2014 Ten Best Major League Baseball Contracts
10. Chase Utley, 35
2014-2015, 2 yrs/$25M. $15M team options until 2018, each vesting with 500 plate appearances the previous season.
The thought of Ruben Amaro opening the check book for a player in his mid-thirties should make any Phillies fan convulse. However his deal with franchise cornerstone Chase Utley, with its three years of vesting options, is almost no risk with a very high reward. According to Fangraphs, the red hot Utley has been worth 8.6 million dollars just over the first 13 games of 2014. Yes, really. Even if his knees start acting up again, he’s a lock to earn his $25M in guaranteed money. If he stays healthy he could very well be the best value in baseball.
9. Carlos Gomez, 28
2013-2016, 4 yrs/$28.3M
The Brewers hit the jackpot when they signed Gomez right before his breakout 2013 season. The athletic center fielder was the third best player in baseball last year, according to bWAR, and he’s off to an even better start in 2014. Yet, Milwaukee will be paying him like a solid platoon guy for the prime years of his career. The Brewers should be kicking themselves for not attaching an option year to the end of the deal.
8. Edwin Encarnacion, 31
2011-2015, 5 yrs/$35M. $10M team option with $2M buyout in 2016.

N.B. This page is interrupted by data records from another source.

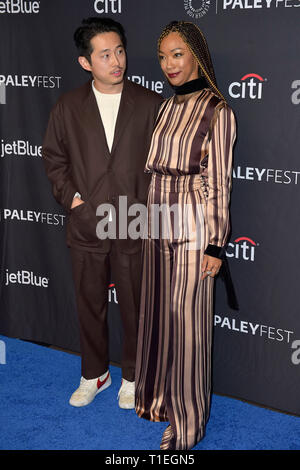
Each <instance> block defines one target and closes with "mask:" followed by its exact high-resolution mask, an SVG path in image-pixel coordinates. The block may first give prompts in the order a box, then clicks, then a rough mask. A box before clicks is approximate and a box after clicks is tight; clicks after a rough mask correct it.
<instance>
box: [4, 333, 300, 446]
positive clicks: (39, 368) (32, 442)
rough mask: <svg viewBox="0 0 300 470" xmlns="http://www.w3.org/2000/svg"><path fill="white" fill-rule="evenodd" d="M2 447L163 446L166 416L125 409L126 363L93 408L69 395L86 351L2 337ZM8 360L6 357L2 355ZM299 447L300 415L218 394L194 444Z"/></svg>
mask: <svg viewBox="0 0 300 470" xmlns="http://www.w3.org/2000/svg"><path fill="white" fill-rule="evenodd" d="M0 340H2V341H4V342H5V345H6V364H0V403H1V417H0V449H1V450H45V449H47V450H100V449H104V450H158V449H159V444H160V439H161V435H162V433H163V430H164V429H165V427H166V424H165V423H150V422H148V421H145V420H142V419H140V418H138V417H137V415H136V414H135V412H134V410H121V409H119V407H118V402H117V394H118V390H119V386H120V380H121V370H120V369H119V368H118V367H111V375H112V385H111V387H109V388H108V389H107V390H105V391H104V392H102V393H100V394H99V395H98V396H97V397H96V399H95V400H94V401H93V402H92V403H91V404H90V405H88V406H87V407H83V408H73V407H71V406H70V405H69V404H68V400H69V397H70V395H71V394H72V392H73V391H74V389H75V388H76V387H77V385H78V382H79V379H80V358H79V356H76V355H73V354H69V353H66V352H62V351H57V350H53V349H50V348H46V347H43V346H38V345H36V344H32V343H28V342H26V341H20V340H17V339H11V338H6V337H3V336H0ZM2 362H3V361H2ZM204 449H205V450H299V449H300V420H299V418H298V417H294V416H289V415H286V414H284V413H279V412H275V411H271V410H267V409H264V408H260V407H257V406H254V405H250V404H248V403H244V402H242V401H239V400H235V399H231V398H226V397H221V396H218V395H213V397H212V408H211V417H210V420H209V423H208V426H207V431H206V436H205V438H204V439H203V440H202V441H201V442H200V443H199V444H198V445H197V446H196V447H195V448H194V450H204Z"/></svg>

Teams have been brutally overpaying first baseman types like Ryan Howard, Albert Pujols and Mark Teixeria for years. The younger Encarnacion offers more production than all of those aging sluggers at about a third of the price and less of a commitment in years. He can also kind-of, sort-of play third base.
7. Chris Sale, 25
2013-2017, 5 yrs/$32.5M. Team option in 2018 for $12.5M and in 2019 for $13.5M.
Chris Sale is one of the ten best pitchers in baseball and he’s getting paid like a middle reliever. True, most of his current contract is buying out arbitration years. But a left-hander with Sale’s pedigree is going to get a lot more than $9.1 million as a third-year arb player. The risk with Sale is that he has a pitching motion which suggests his arm will one day fall off. And we mean that literally. However, the team options at the back of the contract (with million dollar buyouts) more or less protect the White Sox from that gruesome scenario.
6. Madison Bumgarner 24
2012-2017 6 yrs/$35.56M. Team options in 2018 and 2019 for $12 million with $1.5 buyout.
Bumgarner is basically Sale’s National League twin, only with less of a chance of catastrophic arm injury. So he gets the higher spot.
5. Paul Goldschmidt, 26
2014-2018 5 yrs/$32.05M. 2019 team option for $14.5M with $2.5M buyout.
Donut contracts — in which players have their arbitration years bought out on team-friendly terms with a couple free-agent year team options on the end — have become a controversial topic in baseball. One of the most team-friendly donut contracts is the one attached to Paul Goldschmidt, who looks like he will be an MVP candidate throughout its entirety. Still, it’s hard to fault Goldschmidt — who was never much of a prospect — for grabbing the money when he could.
4. Andrew McCutchen, 27
2012-2017 6 yrs/$51.5M. 2018 team option for $14.75M with $1M buyout.
McCutchen edged Goldschmidt out for MVP in 2013 and led the Pirates to their first playoff birth in 20 years. His deal includes enough free agent years to be classified as highway robbery, and an option year that the Bucos would pick up even if their star was about half as productive as he has been over the last few seasons.
3. Salvador Perez, 23
2012-2016 5 yrs/$7M. $3.75m team option for 2017. $5M for 2018 and $6M for 2019.
The non-option portion of Perez contract buys out his pre-arb and first two arb years. Considering he’s already among the best few catchers in the game, that’s going to be a huge value. If he continues to produce like he has been, Perez will eventually end up with a Mauer-like deal. As it stands, the Royals get his first two free agent years for a total of $11 million.
2. Evan Longoria, 28
2008-2022 15 yrs/$144.5M. $13M team option in 2023 with 5M buyout.
Longoria’s contract is actually two contracts — in 2012 he agreed to a ten-year deal which added six additional years and about $100M to his existing contract. But whatever it is, it’s a steal for the Rays; Longoria’s already been worth $166M for his career and at least eight more years remain on the books. Yes, Longoria is a bit of a health risk. But his production when he’s in the line up and the deal’s cost-certainty make it an extraordinary value for his budget-conscious franchise.
1. Mike Trout, 22
2015-2020, 6 yrs/$144.5M
Mike Trout is the best baseball player on the planet. Since he’s just 22 he should probably get even better. You could stick another 50 million on the deal and it’s still a bargain.